In 2014, both Boeing and SpaceX received multibillion awards (Boeing asked for, and got, 50 percent more funding for the same task) to finalize development of spacecraft to carry astronauts to the International Space Station as part of the commercial crew program.
A narrow margin
Although both Boeing and SpaceX have established various launch dates—first in 2017, and now slipped to 2018 and 2019—NASA hasn’t publicly tipped its hand on which company is actually ahead in the race. Now, however, a new report from the US Government Accountability Office has provided a window into NASA’s internal thinking on commercial crew launch dates.
The data is several months old, coming from an April 2018 analysis. But it’s insightful all the same. The report shows when NASA believes Boeing and SpaceX will each have completed a single non-crewed test flight, a test flight with crew, and then undergo a certification process to become ready for operational flights. This is known as the “certification milestone.”
Based on NASA’s “schedule risk analysis” from April, the agency estimates that Boeing will reach this milestone sometime between May 1, 2019, and August 30, 2020. For SpaceX, the estimated range is August 1, 2019, and November 30, 2020. The analysis’ average certification date was December, 2019 for Boeing and January, 2020 for SpaceX.
These are obviously razor-thin margins, but the new report also indicates that Boeing is ahead in submitting paperwork needed for approval of its various flight systems and processes. This is consistent with what independent sources have told Ars, that Boeing is more familiar with NASA and better positioned to comply with its complex certification processes.
Contingency plan needed
This report was conducted to warn Congress that NASA has no contingency plan for how to keep its astronauts on board the International Space Station after November 2019, when the last Russian Soyuz seat NASA has procured is scheduled to fly home.

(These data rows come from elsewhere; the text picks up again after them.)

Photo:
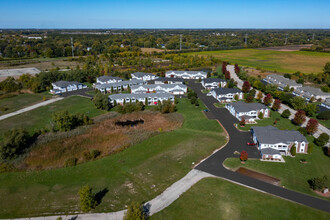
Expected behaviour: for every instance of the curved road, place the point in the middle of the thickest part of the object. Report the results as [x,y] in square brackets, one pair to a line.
[238,139]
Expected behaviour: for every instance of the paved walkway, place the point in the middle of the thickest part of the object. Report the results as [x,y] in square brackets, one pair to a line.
[157,204]
[321,129]
[2,117]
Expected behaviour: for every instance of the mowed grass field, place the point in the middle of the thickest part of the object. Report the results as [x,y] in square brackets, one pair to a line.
[293,174]
[281,61]
[138,173]
[41,117]
[20,101]
[213,198]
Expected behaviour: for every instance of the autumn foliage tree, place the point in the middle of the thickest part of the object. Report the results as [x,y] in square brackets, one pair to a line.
[244,156]
[246,87]
[268,99]
[237,69]
[277,105]
[299,117]
[312,126]
[227,75]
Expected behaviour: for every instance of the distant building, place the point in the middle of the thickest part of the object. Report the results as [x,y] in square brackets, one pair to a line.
[66,86]
[151,98]
[308,92]
[250,111]
[143,76]
[175,89]
[108,79]
[281,140]
[186,74]
[226,94]
[212,83]
[281,81]
[165,80]
[119,86]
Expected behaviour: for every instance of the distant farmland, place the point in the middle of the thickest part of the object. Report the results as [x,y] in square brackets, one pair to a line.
[281,61]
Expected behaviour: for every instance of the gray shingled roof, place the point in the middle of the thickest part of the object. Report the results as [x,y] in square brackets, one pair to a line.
[107,78]
[246,107]
[163,79]
[141,74]
[223,91]
[187,72]
[269,151]
[63,84]
[121,83]
[162,95]
[272,135]
[211,80]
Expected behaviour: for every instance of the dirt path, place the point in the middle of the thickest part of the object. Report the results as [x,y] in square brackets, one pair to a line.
[2,117]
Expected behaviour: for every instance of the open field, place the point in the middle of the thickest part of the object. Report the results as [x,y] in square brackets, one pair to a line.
[213,198]
[138,173]
[105,136]
[280,61]
[40,63]
[19,101]
[293,174]
[41,117]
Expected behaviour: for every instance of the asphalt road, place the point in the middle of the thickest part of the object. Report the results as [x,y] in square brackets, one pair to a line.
[237,141]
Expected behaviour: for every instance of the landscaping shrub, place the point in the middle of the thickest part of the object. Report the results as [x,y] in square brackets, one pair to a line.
[318,183]
[286,113]
[135,211]
[322,139]
[244,156]
[302,131]
[324,115]
[71,162]
[87,199]
[310,148]
[293,150]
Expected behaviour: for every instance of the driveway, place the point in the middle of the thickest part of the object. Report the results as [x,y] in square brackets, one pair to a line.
[237,141]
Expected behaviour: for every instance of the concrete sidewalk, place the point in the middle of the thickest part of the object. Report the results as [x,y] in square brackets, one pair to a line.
[2,117]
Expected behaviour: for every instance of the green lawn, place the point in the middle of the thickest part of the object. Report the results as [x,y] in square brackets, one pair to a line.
[41,117]
[20,101]
[293,174]
[213,198]
[281,61]
[282,124]
[139,173]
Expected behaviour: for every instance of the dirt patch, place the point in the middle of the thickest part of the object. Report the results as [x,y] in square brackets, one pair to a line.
[288,47]
[54,149]
[258,176]
[150,50]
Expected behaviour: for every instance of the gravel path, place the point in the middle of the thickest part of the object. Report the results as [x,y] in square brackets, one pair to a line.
[2,117]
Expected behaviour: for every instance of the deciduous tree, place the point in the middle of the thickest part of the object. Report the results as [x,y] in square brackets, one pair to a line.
[299,117]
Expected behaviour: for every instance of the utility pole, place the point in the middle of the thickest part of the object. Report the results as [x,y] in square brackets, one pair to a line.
[72,47]
[245,39]
[286,39]
[180,42]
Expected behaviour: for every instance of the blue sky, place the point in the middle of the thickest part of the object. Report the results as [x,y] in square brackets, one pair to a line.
[164,14]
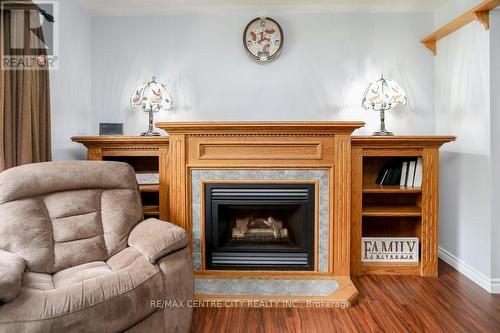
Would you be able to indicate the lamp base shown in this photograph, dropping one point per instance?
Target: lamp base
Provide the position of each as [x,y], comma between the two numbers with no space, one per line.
[150,133]
[382,133]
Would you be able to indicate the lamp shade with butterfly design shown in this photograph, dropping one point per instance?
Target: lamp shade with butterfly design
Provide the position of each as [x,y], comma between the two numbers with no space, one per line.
[383,95]
[151,97]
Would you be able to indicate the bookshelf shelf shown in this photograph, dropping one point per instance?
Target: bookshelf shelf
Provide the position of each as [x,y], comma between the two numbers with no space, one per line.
[149,188]
[394,211]
[151,210]
[376,188]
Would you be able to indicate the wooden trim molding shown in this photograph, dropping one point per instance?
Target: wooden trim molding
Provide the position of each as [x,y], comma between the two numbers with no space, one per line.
[479,13]
[247,128]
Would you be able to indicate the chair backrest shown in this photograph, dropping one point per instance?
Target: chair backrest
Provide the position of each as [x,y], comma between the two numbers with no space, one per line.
[61,214]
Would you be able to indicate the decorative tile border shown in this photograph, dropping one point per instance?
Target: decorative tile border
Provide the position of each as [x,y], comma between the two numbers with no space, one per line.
[321,175]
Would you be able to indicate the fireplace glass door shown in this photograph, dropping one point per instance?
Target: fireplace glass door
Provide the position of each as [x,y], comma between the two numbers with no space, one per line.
[259,226]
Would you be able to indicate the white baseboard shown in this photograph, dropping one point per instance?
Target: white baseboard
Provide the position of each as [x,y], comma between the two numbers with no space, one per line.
[490,285]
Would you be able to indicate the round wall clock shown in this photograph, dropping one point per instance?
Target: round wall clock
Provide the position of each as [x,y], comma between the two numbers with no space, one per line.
[263,38]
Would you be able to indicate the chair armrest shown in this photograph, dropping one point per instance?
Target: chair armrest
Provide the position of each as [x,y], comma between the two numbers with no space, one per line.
[155,238]
[11,275]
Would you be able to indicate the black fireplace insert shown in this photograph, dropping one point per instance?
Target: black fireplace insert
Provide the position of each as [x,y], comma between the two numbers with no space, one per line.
[259,226]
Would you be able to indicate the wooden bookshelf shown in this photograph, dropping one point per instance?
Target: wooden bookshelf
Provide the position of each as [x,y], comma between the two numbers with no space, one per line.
[149,188]
[144,154]
[376,188]
[395,211]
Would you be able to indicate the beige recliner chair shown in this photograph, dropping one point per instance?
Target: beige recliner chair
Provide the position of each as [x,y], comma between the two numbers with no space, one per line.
[76,255]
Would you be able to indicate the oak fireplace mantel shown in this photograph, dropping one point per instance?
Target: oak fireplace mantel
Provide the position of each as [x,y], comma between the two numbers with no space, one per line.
[265,146]
[339,169]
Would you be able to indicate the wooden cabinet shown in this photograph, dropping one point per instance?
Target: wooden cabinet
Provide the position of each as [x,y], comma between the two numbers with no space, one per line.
[395,211]
[144,154]
[376,211]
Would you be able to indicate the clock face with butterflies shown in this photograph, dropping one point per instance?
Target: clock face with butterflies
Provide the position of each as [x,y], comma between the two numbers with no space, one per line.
[263,39]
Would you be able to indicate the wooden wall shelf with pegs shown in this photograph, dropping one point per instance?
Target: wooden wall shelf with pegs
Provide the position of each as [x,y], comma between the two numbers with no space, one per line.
[480,13]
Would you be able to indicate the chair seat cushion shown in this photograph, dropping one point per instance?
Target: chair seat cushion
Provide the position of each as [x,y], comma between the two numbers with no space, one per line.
[11,275]
[99,296]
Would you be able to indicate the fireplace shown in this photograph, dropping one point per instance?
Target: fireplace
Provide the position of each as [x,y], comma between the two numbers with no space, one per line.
[259,226]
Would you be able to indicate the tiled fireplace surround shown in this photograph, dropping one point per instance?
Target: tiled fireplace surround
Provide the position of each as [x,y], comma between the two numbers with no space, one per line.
[320,177]
[301,152]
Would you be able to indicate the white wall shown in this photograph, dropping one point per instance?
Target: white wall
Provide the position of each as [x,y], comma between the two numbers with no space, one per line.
[327,61]
[467,81]
[495,144]
[70,84]
[463,109]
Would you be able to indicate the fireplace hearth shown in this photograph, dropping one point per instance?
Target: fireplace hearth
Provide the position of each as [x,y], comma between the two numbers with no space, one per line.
[259,226]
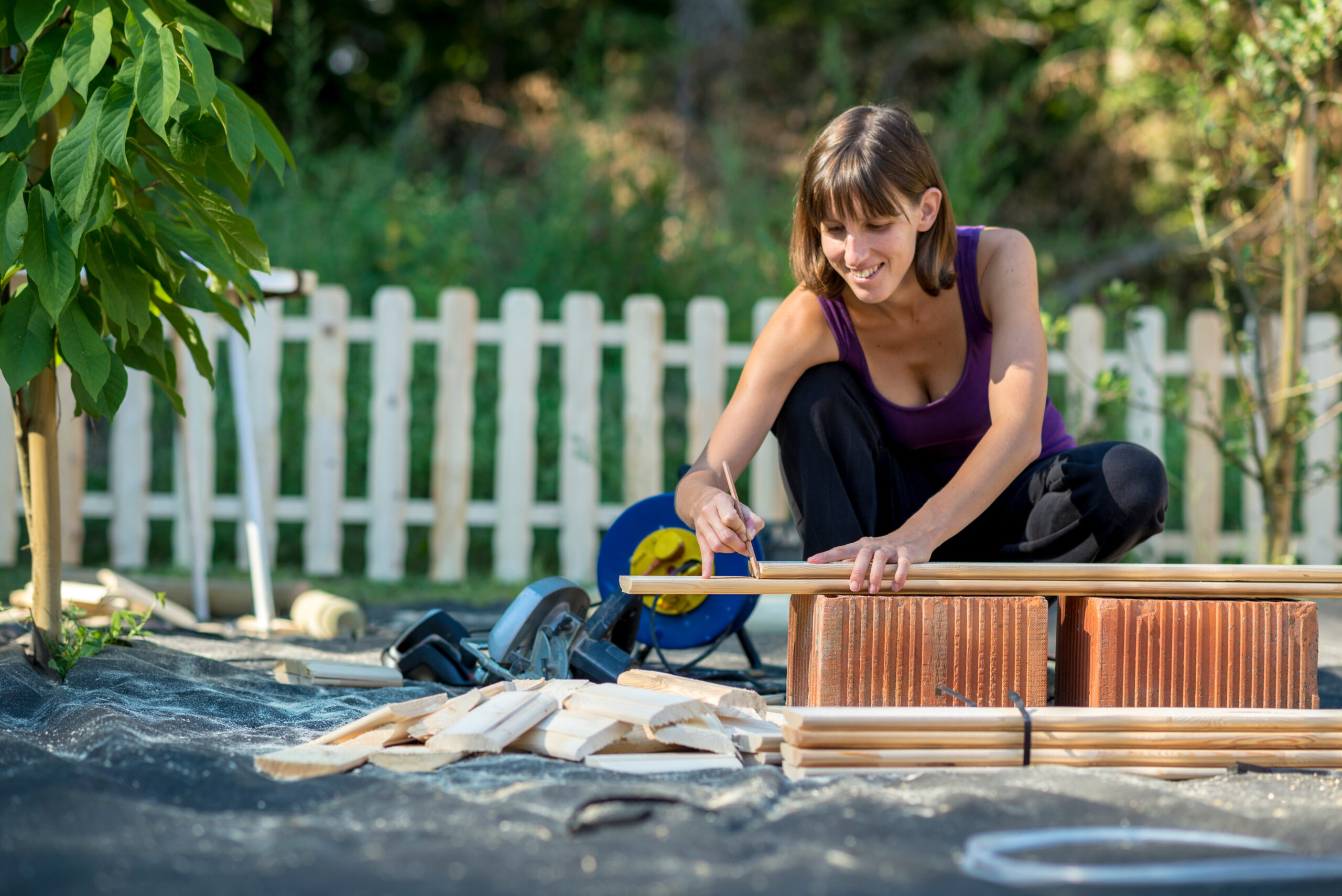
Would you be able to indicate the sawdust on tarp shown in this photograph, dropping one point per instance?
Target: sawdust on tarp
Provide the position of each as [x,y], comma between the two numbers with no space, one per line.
[136,776]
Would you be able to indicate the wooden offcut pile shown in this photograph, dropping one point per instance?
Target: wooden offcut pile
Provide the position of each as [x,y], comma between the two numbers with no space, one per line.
[1161,743]
[647,724]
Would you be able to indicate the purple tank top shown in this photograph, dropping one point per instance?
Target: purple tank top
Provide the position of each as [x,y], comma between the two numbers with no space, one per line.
[943,433]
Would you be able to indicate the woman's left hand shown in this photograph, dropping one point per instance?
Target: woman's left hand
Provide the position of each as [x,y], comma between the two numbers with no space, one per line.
[871,556]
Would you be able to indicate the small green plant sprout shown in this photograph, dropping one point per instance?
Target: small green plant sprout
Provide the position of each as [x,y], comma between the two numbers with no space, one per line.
[80,640]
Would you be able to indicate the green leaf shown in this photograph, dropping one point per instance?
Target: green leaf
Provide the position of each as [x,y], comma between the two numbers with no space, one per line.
[190,333]
[254,107]
[157,80]
[202,66]
[210,29]
[242,143]
[253,13]
[44,80]
[236,232]
[82,348]
[89,44]
[27,338]
[31,16]
[124,287]
[14,180]
[74,164]
[11,104]
[106,403]
[113,123]
[51,265]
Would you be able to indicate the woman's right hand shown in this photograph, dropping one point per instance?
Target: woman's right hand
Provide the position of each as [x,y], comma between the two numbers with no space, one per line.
[720,529]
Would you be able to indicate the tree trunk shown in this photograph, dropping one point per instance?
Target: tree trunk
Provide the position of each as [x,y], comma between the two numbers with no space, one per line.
[45,509]
[1295,292]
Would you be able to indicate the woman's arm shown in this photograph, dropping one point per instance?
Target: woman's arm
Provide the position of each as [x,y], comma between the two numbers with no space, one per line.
[796,338]
[1016,392]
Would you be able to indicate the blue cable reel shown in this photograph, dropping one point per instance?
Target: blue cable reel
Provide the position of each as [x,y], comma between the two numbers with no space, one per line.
[648,534]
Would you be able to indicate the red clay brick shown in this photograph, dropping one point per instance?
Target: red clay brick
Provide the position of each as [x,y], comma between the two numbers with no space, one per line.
[1163,652]
[856,650]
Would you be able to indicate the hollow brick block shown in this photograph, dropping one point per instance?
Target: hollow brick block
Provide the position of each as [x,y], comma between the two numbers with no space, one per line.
[857,650]
[1161,652]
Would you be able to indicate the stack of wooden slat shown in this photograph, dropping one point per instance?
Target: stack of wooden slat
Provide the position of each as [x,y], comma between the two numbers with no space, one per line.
[646,724]
[1161,743]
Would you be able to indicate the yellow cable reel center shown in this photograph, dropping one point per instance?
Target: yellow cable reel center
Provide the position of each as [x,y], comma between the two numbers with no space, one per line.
[669,552]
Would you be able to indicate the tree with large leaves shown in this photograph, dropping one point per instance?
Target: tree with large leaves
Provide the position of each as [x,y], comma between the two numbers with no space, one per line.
[124,157]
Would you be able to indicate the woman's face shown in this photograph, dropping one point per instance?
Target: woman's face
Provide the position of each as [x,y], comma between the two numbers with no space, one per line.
[874,254]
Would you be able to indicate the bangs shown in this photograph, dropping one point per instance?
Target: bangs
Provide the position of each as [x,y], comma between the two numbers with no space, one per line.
[850,184]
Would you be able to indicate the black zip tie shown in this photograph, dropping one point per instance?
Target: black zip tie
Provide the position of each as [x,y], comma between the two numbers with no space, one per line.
[943,688]
[1020,705]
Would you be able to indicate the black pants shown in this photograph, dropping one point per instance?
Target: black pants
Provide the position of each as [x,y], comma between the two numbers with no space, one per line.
[846,481]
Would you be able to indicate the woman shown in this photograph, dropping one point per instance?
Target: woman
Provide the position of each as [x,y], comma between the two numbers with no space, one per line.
[906,380]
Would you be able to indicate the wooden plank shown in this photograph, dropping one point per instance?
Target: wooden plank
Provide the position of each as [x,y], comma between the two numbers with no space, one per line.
[1050,757]
[1085,361]
[1322,360]
[643,376]
[312,761]
[1203,459]
[195,434]
[514,458]
[129,472]
[324,445]
[768,495]
[718,697]
[500,722]
[389,426]
[705,733]
[635,706]
[265,354]
[706,373]
[580,447]
[11,502]
[1145,347]
[572,736]
[414,758]
[454,415]
[1058,719]
[641,763]
[71,447]
[984,588]
[1264,573]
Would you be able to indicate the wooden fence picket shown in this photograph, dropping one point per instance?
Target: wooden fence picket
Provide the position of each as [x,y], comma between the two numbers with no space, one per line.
[389,429]
[580,447]
[514,459]
[1203,462]
[324,450]
[454,414]
[129,469]
[645,333]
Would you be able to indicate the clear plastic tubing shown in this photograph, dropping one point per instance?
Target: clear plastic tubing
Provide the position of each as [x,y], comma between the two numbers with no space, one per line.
[987,858]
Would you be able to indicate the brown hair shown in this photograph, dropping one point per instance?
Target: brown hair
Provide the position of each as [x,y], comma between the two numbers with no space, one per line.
[870,160]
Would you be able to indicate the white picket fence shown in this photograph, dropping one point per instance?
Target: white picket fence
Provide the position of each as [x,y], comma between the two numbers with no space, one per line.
[581,334]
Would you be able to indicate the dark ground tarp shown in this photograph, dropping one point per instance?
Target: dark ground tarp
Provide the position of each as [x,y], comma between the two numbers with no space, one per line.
[136,777]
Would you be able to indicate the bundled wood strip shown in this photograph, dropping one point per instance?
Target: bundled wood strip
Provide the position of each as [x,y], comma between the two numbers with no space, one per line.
[1065,572]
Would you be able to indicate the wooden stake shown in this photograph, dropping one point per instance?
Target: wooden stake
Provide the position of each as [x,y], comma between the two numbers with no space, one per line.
[732,487]
[979,588]
[45,484]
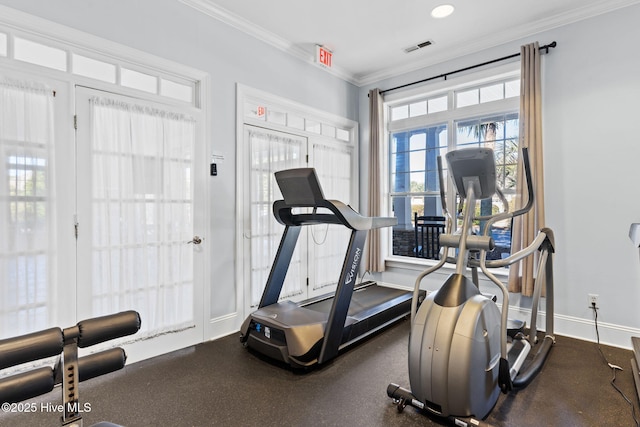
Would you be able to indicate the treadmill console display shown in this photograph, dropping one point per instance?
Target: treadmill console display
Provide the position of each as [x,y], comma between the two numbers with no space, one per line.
[299,186]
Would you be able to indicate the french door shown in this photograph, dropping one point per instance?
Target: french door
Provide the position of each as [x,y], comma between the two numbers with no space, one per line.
[138,242]
[319,253]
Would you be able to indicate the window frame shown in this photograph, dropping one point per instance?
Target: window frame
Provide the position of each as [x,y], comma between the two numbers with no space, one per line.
[449,118]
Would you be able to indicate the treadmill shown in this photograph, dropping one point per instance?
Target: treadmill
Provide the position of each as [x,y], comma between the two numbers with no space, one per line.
[314,331]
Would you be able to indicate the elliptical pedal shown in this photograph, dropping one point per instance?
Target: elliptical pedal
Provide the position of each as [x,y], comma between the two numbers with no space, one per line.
[515,327]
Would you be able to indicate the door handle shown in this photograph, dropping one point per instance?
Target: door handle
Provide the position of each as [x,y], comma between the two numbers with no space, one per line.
[196,240]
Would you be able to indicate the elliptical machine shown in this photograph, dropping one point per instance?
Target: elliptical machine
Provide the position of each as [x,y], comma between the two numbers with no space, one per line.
[460,352]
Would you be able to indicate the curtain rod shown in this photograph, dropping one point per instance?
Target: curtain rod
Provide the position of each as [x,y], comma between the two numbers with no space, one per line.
[504,58]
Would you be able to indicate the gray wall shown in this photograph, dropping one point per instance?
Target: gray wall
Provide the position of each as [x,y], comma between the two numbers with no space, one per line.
[591,93]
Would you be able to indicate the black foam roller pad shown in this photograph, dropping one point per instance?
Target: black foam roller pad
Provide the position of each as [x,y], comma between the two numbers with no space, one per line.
[34,346]
[26,385]
[100,329]
[97,364]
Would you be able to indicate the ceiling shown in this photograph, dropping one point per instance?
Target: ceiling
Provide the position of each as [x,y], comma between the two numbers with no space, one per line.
[368,38]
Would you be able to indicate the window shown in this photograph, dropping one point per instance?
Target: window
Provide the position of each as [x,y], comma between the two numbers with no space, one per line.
[423,128]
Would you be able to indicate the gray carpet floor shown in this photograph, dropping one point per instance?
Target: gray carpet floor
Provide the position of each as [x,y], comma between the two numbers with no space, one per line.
[222,383]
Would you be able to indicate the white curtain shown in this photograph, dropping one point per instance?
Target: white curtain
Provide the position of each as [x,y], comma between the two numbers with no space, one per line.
[27,208]
[271,152]
[330,242]
[142,219]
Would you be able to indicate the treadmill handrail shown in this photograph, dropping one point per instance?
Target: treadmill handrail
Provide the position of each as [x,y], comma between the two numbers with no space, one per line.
[342,214]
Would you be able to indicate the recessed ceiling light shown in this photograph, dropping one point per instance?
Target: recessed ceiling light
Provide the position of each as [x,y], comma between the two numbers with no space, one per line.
[442,11]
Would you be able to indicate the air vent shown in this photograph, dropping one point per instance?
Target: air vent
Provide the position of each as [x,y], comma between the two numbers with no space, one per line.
[418,46]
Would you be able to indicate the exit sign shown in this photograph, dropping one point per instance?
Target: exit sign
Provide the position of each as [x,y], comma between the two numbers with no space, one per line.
[323,56]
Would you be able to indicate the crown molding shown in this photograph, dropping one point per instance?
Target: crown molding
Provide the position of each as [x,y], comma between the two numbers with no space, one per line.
[209,8]
[497,39]
[250,28]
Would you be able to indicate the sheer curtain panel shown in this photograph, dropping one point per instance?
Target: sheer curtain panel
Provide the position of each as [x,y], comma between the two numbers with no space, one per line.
[142,219]
[27,208]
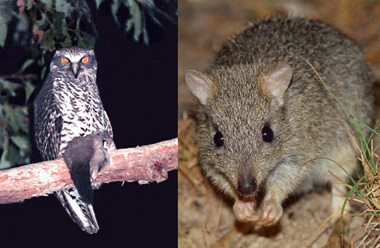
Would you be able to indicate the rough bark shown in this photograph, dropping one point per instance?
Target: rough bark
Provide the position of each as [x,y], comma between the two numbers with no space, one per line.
[144,164]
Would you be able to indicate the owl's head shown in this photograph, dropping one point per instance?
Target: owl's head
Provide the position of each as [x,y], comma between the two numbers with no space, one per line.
[74,60]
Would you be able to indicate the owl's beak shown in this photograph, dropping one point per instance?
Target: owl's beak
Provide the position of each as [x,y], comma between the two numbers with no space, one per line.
[75,69]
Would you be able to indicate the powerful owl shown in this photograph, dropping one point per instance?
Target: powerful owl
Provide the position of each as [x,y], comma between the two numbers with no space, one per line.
[71,123]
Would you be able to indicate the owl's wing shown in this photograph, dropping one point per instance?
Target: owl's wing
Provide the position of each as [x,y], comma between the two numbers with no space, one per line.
[47,122]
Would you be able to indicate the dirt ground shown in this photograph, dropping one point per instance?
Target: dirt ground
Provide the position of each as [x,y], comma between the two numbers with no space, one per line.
[205,217]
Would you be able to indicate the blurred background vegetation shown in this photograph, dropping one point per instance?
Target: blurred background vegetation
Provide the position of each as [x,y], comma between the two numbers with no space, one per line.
[38,28]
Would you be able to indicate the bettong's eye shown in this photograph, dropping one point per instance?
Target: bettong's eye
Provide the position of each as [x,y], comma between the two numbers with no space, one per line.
[64,60]
[85,60]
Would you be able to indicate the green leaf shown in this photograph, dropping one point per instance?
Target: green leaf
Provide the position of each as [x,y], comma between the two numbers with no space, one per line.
[4,163]
[98,3]
[26,64]
[21,142]
[115,5]
[89,39]
[63,6]
[43,71]
[3,29]
[49,3]
[48,39]
[29,88]
[9,86]
[67,41]
[42,20]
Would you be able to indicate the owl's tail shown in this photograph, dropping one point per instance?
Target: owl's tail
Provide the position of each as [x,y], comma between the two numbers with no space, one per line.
[81,212]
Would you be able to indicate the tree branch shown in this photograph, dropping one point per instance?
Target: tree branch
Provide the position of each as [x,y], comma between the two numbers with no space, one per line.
[143,164]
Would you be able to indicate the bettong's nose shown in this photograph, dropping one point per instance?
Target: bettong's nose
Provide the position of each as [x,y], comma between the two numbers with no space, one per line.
[247,185]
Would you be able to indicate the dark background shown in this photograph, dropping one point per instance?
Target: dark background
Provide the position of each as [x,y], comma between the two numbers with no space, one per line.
[138,87]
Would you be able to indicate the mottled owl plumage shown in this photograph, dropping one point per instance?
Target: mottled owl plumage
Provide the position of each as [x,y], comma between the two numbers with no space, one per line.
[68,106]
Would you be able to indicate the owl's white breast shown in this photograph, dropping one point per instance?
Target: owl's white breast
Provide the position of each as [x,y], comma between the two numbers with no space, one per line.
[81,110]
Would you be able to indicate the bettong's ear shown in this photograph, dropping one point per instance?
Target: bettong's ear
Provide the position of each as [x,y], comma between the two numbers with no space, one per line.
[199,84]
[277,81]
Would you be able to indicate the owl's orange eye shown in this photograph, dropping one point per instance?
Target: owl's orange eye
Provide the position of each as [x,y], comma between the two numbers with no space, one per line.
[64,60]
[85,60]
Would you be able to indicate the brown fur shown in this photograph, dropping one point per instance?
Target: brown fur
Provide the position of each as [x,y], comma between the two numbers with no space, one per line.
[307,122]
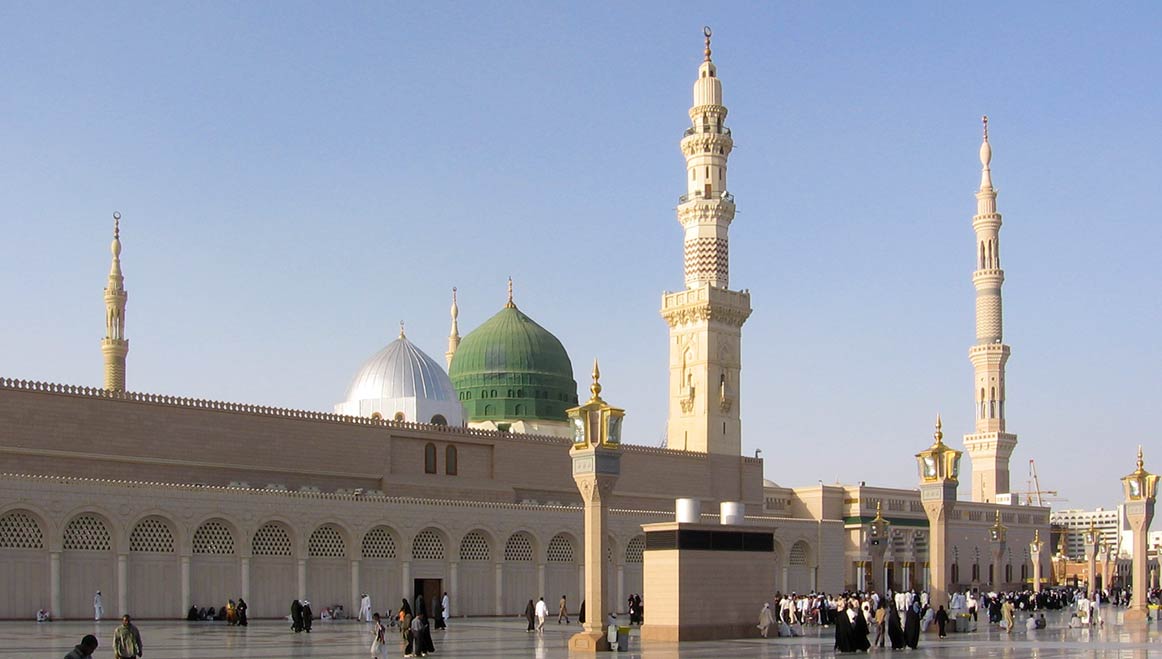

“While NASA is working on potential solutions, there is no contingency plan in place to address this potential gap,” the report states. “Without a viable contingency plan, NASA puts at risk achievement of the US goal and objective for the ISS.”
With this report in hand, Congress will probably press NASA to finalize and release such a plan. Previously, NASA has indicated it may turn the first Boeing crewed flight, which would precede the “certification milestone,” into an operational flight and extend its mission to the station. It may also seek to delay the return of that final Soyuz mission from November 2019 for two months into January 2020. Depending on the extent of schedule delays, however, neither of those measures may prove adequate.